The Cure, “A Fragile Thing”, in https://www.youtube.com/watch?v=tRGYtDdgmLA

Leio os lábios: intriga-me que alguns jogadores de futebol, enquanto cumprimentam os adversários antes de o jogo começar, lhes desejem “bom jogo”. Fico intrigado, mas não devia. Com o mundo no estado em que se encontra, aqueles votos têm muito de insincero. O mundo nosso não é um lugar de lisura, muito menos quando alguém deseja ao adversário, num contexto tão competitivo como é o desporto, o contrário do efeito desejado. O desporto não guarda nada do espírito olímpico original. Perpassa a ideia que no desporto-negócio, que está a substituir o desporto-paixão e o desporto identitário, todos os meios são válidos para atingir os fins. Desejar “bom jogo” ao adversário é dito da boca para fora, uma alocução mecânica que verte um módico de fair play, só para fazer de conta.

Ou será que desejar “bom jogo” é um enfeite para enganar o adversário – como se o hipnotizasse com tão boa educação? Não será, pois o adversário estará formatado para retorquir na mesma moeda. Quando dois adversários desejam reciprocamente “bom jogo”, estão a caminho de um empate que não tem por onde se desatar. Esta franqueza, uma máscara vestida por imperativos de boa educação desportiva, traz um impasse. Um “bom jogo” ao quadrado, que sirva aos dois adversários que desejam um ao outro que bom seja o seu jogo, pende para o menor denominador comum. Como se os dois se contentassem com um suficiente menos, porque é, ao menos, um suficiente. Quando todos empatam, ninguém ganha. Mas, ao menos, ninguém perde. É um contrassenso desportivo. 

Os que conhecem o desporto contemporâneo sabem que a competitividade levada ao limite, com a usura dos que se socorrem de métodos reprováveis para chegar ao olimpo e a recorrência de ardis que falsificam o fair play, está nos antípodas do verniz de educação entoada quando se deseja um “bom jogo” ao adversário.
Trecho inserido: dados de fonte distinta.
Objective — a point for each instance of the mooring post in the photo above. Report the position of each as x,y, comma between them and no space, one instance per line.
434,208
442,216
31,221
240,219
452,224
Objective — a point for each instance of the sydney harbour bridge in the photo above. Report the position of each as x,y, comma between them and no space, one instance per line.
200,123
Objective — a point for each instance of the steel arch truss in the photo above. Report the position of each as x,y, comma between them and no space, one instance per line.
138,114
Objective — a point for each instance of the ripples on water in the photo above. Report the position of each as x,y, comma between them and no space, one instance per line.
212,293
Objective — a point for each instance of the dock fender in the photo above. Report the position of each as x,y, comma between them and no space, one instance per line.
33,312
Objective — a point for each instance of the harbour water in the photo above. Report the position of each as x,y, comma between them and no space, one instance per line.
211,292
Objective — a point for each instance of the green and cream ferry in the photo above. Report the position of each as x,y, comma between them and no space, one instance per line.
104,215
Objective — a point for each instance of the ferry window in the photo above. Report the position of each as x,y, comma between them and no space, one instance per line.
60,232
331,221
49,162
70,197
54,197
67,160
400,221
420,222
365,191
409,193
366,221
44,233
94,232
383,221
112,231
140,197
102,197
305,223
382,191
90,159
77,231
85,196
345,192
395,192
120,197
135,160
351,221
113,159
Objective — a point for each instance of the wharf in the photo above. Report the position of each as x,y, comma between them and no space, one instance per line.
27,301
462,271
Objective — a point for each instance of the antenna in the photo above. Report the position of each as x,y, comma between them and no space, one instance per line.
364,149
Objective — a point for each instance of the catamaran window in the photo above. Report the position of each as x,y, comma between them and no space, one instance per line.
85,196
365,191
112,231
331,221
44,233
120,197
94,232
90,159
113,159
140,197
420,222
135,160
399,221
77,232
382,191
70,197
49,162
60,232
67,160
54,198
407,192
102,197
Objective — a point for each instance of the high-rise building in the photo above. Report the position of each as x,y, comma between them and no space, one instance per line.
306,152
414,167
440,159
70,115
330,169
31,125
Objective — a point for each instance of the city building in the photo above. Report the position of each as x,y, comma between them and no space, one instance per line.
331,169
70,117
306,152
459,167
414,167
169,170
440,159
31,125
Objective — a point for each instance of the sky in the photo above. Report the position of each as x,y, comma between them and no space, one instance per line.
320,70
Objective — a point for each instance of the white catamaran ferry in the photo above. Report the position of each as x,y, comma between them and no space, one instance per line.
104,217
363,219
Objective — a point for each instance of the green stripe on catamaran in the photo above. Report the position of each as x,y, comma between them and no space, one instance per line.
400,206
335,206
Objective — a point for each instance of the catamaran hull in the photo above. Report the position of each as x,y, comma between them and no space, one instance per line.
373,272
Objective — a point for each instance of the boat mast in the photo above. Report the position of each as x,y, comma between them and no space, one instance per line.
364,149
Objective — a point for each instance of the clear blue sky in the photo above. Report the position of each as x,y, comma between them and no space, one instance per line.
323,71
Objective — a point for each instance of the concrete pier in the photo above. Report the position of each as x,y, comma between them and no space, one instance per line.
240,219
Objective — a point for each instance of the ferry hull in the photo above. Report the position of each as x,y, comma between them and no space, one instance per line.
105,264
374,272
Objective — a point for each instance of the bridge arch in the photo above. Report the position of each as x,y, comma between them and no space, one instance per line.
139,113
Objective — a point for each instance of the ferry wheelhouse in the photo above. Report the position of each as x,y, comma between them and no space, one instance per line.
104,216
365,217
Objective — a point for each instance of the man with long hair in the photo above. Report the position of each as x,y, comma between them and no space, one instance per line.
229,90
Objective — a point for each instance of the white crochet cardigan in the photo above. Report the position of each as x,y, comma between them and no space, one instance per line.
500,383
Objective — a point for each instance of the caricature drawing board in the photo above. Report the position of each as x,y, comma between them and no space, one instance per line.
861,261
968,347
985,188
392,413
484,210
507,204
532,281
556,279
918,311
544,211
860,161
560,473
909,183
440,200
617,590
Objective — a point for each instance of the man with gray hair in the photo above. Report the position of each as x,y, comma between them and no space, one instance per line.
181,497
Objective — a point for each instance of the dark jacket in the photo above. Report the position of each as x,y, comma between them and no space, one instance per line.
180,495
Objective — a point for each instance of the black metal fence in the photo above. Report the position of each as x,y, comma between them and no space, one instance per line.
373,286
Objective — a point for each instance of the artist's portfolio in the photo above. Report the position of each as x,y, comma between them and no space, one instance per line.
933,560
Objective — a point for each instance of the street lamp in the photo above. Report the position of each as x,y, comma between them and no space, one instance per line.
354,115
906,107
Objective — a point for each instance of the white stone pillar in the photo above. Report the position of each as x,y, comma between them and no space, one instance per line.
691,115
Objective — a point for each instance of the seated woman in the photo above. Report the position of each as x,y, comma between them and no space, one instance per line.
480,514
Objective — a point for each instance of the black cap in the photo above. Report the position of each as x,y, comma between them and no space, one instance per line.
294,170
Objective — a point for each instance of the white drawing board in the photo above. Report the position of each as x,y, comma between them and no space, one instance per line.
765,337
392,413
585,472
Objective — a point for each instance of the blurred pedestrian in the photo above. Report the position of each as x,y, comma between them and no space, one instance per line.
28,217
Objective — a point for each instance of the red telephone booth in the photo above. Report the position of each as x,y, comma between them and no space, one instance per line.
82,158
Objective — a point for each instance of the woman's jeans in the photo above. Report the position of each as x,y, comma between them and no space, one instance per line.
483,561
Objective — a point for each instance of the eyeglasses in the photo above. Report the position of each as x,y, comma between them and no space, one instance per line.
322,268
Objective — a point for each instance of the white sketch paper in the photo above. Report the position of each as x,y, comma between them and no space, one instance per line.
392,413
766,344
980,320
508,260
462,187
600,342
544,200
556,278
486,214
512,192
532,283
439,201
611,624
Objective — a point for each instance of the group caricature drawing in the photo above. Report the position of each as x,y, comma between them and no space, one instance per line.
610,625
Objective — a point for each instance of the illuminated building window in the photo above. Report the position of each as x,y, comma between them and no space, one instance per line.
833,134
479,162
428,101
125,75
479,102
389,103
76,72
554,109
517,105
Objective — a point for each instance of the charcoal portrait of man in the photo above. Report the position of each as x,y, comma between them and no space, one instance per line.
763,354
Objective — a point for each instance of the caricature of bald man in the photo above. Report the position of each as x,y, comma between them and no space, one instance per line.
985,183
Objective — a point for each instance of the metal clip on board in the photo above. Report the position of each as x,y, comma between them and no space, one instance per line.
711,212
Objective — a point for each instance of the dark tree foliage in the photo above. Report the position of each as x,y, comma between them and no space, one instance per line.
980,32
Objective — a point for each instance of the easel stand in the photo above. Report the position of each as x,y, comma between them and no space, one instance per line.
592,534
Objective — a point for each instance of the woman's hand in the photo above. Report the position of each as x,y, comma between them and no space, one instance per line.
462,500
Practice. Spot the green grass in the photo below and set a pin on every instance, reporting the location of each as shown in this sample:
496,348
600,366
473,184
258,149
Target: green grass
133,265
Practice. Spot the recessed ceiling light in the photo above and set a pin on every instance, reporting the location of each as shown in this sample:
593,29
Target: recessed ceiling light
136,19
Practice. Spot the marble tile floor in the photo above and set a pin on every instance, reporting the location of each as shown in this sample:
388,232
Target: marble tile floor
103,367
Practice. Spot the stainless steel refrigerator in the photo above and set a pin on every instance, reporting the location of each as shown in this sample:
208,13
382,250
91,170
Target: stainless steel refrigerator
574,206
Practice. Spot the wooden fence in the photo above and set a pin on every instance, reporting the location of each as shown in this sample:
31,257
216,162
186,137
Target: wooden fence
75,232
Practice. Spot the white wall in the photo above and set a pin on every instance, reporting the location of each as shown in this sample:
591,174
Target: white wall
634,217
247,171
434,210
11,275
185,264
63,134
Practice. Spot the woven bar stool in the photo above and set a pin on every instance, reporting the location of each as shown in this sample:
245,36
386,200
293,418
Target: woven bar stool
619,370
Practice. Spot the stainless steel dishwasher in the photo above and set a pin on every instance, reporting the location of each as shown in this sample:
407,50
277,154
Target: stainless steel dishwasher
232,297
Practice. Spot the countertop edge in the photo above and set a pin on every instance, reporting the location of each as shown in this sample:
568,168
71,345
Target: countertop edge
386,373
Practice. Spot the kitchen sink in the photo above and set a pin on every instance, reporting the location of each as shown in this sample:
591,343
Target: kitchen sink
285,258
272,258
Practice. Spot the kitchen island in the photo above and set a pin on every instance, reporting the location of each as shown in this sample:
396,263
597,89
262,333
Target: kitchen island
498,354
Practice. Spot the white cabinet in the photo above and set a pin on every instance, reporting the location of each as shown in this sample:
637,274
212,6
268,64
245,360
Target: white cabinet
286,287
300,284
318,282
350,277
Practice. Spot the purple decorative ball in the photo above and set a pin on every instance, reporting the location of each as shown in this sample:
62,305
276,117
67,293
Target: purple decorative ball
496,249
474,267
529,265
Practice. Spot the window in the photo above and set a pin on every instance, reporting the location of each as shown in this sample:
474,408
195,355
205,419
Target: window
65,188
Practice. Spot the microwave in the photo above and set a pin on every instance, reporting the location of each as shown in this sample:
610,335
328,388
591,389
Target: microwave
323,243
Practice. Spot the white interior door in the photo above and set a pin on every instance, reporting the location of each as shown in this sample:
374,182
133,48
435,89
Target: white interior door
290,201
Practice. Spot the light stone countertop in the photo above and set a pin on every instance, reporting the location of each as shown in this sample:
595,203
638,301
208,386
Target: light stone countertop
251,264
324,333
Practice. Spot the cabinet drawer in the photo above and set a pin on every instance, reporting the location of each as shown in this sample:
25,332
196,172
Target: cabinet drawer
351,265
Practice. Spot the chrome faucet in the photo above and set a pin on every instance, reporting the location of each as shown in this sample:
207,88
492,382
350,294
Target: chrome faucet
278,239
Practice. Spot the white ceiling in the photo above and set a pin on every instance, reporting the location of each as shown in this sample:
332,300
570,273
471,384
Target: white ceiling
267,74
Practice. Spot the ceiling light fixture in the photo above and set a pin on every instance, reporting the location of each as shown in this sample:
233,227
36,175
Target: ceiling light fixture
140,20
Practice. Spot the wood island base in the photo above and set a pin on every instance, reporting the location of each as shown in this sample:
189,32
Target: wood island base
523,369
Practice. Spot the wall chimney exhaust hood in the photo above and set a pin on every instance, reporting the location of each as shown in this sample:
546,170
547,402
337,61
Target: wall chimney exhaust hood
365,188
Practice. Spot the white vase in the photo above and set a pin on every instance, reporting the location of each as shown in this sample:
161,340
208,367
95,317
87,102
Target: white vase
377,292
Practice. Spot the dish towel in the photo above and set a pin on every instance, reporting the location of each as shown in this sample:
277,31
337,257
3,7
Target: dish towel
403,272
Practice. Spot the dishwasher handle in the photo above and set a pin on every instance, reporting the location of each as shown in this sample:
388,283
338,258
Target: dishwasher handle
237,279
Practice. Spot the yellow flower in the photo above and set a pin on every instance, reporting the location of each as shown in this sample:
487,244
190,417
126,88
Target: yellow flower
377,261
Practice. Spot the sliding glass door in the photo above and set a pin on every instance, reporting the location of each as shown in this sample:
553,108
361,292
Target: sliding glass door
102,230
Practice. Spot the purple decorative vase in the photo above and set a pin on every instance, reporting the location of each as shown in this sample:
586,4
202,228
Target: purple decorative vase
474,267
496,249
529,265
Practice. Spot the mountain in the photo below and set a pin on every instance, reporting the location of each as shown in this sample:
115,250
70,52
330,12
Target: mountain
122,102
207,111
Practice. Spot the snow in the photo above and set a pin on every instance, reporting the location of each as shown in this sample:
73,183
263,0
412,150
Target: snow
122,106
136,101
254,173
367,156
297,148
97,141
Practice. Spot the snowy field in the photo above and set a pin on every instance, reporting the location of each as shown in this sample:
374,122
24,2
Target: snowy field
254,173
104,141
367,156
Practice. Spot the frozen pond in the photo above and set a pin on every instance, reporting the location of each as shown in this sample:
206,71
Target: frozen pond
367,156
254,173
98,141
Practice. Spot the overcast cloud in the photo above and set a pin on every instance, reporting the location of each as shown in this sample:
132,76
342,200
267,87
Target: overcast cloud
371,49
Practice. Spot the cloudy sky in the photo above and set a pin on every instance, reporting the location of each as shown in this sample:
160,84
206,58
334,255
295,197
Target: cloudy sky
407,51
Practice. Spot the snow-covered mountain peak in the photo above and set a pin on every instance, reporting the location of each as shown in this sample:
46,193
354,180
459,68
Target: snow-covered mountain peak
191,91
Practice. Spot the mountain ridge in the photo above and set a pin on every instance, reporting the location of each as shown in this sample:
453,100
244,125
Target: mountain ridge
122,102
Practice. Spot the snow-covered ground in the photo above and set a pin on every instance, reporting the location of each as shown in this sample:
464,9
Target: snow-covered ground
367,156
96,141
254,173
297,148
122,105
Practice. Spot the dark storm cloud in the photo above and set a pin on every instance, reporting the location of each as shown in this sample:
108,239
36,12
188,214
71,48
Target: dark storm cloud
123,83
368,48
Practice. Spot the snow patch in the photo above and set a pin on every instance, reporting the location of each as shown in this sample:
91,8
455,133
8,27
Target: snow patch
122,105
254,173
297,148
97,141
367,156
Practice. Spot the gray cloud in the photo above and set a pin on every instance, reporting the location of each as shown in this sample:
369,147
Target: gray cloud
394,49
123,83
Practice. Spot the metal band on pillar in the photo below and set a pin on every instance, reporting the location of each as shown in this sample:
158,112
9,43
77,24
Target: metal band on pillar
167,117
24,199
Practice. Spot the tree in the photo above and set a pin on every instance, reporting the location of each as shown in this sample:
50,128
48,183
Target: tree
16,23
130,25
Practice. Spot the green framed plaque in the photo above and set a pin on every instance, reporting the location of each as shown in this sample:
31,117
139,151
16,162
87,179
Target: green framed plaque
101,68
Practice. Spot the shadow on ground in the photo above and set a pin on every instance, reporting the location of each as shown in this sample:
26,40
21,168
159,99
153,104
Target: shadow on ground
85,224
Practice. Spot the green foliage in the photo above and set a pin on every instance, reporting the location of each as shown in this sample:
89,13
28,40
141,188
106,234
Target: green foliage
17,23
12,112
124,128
Dir-se-á que os votos de “bom jogo” endereçados ao adversário têm de ser lidos no contexto: quando um desportista formula esses votos, eles traduzem-se no seguinte: “desejo-te bom jogo, que não te magoes,” – porque ainda há uma ética profissional entre pares que não tolera danos à integridade física – “que o teu bom jogo não seja suficiente para que o meu seja melhor do que o teu e que não impeça que a minha equipa vença a tua.”

O desporto é a imagem acabada da política, desde a doméstica à internacional: um rosário de proclamações bem-intencionadas que raramente quadram com as concretizações. Fica bem prometer boas promessas, ou dizer o que cai bem no goto da audiência. Depois, funciona má memória das pessoas: entre a panóplia de proclamações bem-intencionadas que transbordam para o espaço público e as preocupações do dia-a-dia das pessoas, as promessas alinhavadas no pretérito depressa ficam condenadas ao esquecimento. Não há prestação de contas do que foi dito no passado.

As palavras diplomáticas são ditas porque fica bem serem ditas. Mas não significam nada. São parte de uma retórica vazia. Não há amigos quando o desporto tão competitivo é o palco onde desfilam adversários que por vezes se transfiguram em inimigos. E entre inimigos, não há ética que lhes valha.